On Tuesday we spent all day at Battalion Headquarters, clearing brush, raking leaves and mowing lawns.  Wednesday we spent all day at supply headquarters, rearranging the entire storage bunkers; Thursday I had KP for seventeen hours.  Friday morning we repaired screens on the orderly room and in the afternoon, we painted.  They got their money’s worth from us, that’s for sure.  At least after that first week, I was done with those work details.  I wrote home that I had a six-hour fireguard duty, the first Saturday night I was on post, which was the first time I had ever been assigned fire duty for more than two hours.  The fireguard was required to stay awake, stay on his feet and to patrol the hall so as to be able to sound the alarm, if needed.  I had to remain awake for six hours, and I wasn’t even supposed to write letters.  I ignored that rule, figuring the worst they would do was take me out and have me shot, and I would have preferred that anyway.

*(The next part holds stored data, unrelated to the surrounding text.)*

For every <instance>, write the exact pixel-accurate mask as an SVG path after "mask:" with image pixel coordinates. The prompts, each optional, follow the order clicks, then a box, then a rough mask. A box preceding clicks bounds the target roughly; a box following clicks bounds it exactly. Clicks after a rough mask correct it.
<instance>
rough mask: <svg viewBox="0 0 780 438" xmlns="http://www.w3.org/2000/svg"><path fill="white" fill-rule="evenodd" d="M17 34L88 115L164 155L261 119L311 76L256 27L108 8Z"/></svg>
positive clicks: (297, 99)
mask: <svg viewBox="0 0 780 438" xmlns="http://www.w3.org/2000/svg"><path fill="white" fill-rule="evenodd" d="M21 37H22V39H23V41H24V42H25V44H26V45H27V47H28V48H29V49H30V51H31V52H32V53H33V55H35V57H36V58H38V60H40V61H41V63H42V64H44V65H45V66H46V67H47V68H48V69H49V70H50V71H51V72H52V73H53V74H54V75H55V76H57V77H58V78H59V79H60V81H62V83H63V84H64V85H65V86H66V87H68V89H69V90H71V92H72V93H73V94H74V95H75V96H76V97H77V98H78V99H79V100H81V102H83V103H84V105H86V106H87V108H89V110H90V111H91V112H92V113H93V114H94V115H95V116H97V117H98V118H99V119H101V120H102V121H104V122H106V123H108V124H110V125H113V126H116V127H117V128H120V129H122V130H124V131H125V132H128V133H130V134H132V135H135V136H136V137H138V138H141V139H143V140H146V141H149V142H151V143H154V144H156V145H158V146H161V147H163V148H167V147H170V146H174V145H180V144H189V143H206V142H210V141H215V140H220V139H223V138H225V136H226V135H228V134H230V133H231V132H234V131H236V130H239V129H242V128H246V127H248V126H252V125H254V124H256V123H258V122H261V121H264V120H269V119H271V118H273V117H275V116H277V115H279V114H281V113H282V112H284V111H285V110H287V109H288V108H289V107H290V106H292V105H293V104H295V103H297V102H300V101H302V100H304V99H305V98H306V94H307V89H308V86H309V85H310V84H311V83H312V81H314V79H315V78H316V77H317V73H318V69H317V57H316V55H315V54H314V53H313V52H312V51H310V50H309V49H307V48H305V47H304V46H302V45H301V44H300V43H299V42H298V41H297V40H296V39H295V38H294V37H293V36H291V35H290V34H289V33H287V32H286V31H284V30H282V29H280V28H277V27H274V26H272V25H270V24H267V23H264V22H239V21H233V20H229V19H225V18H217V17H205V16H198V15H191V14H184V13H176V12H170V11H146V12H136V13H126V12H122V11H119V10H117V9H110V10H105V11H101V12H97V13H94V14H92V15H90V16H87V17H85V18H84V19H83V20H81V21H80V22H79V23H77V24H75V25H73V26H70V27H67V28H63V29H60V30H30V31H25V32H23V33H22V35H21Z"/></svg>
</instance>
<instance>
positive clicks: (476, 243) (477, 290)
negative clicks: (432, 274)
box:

The string of luck, which had landed me a desirable MOS, continued to tie me to good fortune.  Having a room on the bottom floor, while the rest of the platoon was on the third floor, was beyond my wildest dreams.  Those insidious G.I. parties, where we had to scrub the floors each night, whether they needed it or not, were no more.  We were in no-man’s land, because we did not belong to the platoon on the bottom floor, so we did not participate in their G.I. parties, but we were not up there on the third floor, when the drill sergeants gathered the rest together, and gave the order to clean.
The brass did not realize that Roy, Tom and I were not there, and the guys who knew, would never have ratted us out.  What did we do?  We certainly weren’t going to sit around and wait for someone to notice that we did not have “dishpan hands,” so we never returned to our room after chow.  In a letter home to my mom, I mentioned that I had been going to the gym every night, playing paddleball, lifting weights, while alternating between intervals in the sauna, and dives into the Olympic-sized swimming pool.  

 We tried to ignore the fact that we were supposed to be back in the barracks, tooth brush and scouring powder at the ready, and concentrate instead on the rigorous physical training program in which we were participating.  Contrary to what human nature might suggest, our brothers on the third floor were thrilled to see it happening; they thought it was cool that some of us were getting over on the machine.  

 It was a tough job, but someone had to do it.  We couldn't have all of that gym equipment sitting there unused.  Besides, I was tired of brushing my teeth with scouring powder; the enamel was beginning to wear thin.